Aktuelles zum Corona-Virus für unsere CED PatientInnen Stand 1-2021

 


Für unsere PatientInnen, die eine immunsuppressive Therapie erhalten, wollen wir im folgenden hilfreiche Informationen zum Umgang mit der Situation des Corona-Virus in Deutschland geben. Stand 1-2021

 

Liebe  Patientin, lieber Patient,

Intensiv wird die COVID- 19 Pandemie ständig wissenschaftlich auch im Hinblick auf den Zusammenhang zu CED verfolgt. Um zu diesen Erkenntnissen beizutragen, beteiligen wir uns an einer retrospektiven Studie des CED-Kompetenznetz und bitten alle Patienten mit CED und COVID 19 Infektion um eine Rückmeldung an unsere Praxis.

Risiko und Verhaltensregelungen

Die CED-Leitliniengruppen hat ein Addendum zur Betreuung von Patienten mit CED in der COVID-19 Pandemie erstellt. Es wurde nun in der Zeitschrift für Gastroenterologie publiziert. (Stallmach A et al. Addendum zu den… Z Gastroenterol 2020; 58: 672–692)

Derzeit liegen keine Hinweise dafür vor, dass eine Behandlung mit immunsuppressiven Medikamenten das Risiko einer SARS-CoV-2 Infektion relevant erhöht. Patienten mit gastroenterologischen Krankheiten, die eine immunsuppressive Therapie erhalten, sollten daher die Medikamente in der verordneten Art und Dosierung weiter einnehmen, da ein Aufflammen der Erkrankung das größere Risiko darstellt.

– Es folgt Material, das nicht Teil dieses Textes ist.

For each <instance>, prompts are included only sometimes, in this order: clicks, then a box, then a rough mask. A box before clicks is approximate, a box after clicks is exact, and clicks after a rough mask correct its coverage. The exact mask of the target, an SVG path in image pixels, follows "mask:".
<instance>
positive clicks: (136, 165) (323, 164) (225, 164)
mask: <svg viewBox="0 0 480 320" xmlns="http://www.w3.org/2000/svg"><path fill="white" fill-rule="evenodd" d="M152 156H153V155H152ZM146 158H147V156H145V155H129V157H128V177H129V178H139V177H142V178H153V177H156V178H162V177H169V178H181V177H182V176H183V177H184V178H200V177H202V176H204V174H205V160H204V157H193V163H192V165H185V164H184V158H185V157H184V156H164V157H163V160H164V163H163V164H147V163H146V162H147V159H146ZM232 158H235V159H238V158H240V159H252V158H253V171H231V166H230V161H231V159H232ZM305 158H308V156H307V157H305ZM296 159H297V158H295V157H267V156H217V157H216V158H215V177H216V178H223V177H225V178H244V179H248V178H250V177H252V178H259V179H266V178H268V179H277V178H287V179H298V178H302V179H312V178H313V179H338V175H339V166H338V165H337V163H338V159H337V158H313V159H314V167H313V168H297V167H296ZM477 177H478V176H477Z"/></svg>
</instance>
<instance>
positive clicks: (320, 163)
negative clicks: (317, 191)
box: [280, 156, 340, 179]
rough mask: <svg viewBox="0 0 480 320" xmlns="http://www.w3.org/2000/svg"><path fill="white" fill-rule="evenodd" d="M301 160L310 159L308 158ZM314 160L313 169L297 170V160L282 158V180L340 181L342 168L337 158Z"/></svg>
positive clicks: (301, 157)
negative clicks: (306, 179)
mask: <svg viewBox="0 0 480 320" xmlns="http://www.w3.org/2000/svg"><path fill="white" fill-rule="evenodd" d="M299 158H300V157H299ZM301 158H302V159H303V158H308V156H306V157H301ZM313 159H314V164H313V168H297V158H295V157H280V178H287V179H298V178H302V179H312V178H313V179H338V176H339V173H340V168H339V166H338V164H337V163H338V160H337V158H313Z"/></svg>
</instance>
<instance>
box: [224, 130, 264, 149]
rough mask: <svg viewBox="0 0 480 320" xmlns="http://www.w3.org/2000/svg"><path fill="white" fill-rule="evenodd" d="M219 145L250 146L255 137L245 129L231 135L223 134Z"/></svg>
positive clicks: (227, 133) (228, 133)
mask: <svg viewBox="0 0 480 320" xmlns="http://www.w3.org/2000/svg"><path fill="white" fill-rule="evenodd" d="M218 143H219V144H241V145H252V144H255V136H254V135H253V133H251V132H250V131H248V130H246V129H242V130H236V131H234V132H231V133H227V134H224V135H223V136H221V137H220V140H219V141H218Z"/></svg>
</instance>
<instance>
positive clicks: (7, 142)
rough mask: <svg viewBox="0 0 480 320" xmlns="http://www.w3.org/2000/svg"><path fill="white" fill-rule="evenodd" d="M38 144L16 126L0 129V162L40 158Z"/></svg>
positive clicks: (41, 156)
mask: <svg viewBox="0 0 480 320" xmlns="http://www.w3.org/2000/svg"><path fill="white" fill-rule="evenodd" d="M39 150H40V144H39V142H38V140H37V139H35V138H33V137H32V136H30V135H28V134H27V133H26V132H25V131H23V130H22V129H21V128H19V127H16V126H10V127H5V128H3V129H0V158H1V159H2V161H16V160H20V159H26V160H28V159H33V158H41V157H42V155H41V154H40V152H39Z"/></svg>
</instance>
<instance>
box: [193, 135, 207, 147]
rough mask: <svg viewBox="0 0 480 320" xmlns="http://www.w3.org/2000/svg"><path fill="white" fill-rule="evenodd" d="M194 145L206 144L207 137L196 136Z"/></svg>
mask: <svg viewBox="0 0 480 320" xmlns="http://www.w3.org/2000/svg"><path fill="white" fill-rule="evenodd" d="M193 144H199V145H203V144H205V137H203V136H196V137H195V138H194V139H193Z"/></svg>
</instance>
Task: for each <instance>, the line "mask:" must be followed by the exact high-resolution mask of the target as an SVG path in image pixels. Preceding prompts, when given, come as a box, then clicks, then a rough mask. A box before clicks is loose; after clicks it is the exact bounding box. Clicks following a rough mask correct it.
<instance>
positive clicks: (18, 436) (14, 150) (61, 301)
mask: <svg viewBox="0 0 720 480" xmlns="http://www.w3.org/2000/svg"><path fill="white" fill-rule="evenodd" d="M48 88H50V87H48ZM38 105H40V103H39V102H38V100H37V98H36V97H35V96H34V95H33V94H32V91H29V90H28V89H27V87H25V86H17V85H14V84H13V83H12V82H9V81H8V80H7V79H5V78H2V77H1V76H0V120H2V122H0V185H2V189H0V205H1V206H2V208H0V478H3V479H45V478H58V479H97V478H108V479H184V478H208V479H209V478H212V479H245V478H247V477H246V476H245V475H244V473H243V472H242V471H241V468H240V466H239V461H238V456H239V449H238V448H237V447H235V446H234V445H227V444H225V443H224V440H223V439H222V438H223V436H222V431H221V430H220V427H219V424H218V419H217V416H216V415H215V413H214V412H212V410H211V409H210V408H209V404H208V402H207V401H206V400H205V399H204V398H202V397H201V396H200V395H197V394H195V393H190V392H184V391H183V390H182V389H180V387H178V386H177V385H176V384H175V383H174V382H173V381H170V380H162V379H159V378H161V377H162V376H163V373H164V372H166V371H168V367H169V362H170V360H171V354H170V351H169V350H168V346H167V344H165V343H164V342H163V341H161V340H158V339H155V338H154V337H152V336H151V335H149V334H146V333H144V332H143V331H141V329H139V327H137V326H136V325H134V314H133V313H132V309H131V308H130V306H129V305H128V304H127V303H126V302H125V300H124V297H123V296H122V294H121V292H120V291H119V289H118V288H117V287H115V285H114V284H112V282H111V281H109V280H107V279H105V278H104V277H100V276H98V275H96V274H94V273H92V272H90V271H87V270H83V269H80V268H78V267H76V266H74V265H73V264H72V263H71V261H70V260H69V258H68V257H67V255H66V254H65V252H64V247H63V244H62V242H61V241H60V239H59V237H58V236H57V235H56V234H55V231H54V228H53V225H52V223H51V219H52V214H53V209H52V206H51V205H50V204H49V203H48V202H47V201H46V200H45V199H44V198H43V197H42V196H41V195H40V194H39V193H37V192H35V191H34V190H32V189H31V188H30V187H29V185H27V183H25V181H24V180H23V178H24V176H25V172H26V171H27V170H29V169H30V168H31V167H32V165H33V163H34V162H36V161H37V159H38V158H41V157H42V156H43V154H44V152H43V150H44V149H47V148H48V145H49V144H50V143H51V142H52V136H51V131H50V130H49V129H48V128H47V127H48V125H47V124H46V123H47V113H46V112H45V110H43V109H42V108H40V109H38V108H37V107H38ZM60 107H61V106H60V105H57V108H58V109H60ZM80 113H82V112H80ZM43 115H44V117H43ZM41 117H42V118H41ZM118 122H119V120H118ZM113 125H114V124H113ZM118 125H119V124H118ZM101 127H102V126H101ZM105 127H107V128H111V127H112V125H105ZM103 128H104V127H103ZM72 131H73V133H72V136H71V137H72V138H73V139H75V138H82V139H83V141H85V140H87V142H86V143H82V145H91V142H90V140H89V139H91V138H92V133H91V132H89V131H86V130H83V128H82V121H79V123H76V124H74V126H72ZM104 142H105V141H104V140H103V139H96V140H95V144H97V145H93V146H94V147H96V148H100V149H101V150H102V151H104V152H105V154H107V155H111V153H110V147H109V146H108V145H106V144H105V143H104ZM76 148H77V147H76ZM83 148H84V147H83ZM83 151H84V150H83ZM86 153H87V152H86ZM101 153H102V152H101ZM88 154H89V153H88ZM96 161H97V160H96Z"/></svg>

Die European Crohn’s and Colitis Organisation (ECCO) stellt auf ihrer Webseite wöchentlich aktualisierte Informationen zum Umgang mit COVID-19 in Bezug auf chronisch-entzündliche Darmerkrankungen zusammen.Alle weiteren Maßnahmen sind den entsprechenden Gremien zu unterstellen, hier insbesondere dem Robert-Koch-Institut, von dem praktisch täglich in den Medien berichtet wird. Die entscheidenden Informationen erhalten sie im übrigen im Internet unter den folgenden Web Adressen:

https://www.rki.de/SharedDocs/FAQ/NCOV2019/FAQ_Liste.html

 

https://www.auswaertiges-amt.de/de/ReiseUndSicherheit/-/2296762

 

Arbeitsplatz-Risiko

Die Einschätzung, ob an einem bestimmten Arbeitsplatz (z.B. Kinderbetreuung, öffentlicher Bereich etc.) eine besondere Gefährdung in Verbindung mit den o.g. Ausführungen zur Immunsuppression gegeben ist, liegt nicht in unserem Aufgaben - und Kompetenzbereich! Hierfür sind jeweils die Betriebs-Ärzte und Amtsärzte zuständig. Laut DGVS gilt folgende Empfehlung: Bei Patienten mit einer CED und einer immunsuppressiven Therapie,die in Berufen mit einer hohen Zahl sozialer Kontakte zu
Menschen mit unbekanntem Risiko für eine SARS-CoV-2-Infektion
oder gesicherter COVID-19-Erkrankung arbeiten (z. B. Personen,
die im Gesundheitssystem arbeiten), kann ein Wechsel
des Arbeitsplatzes vorgenommen werden.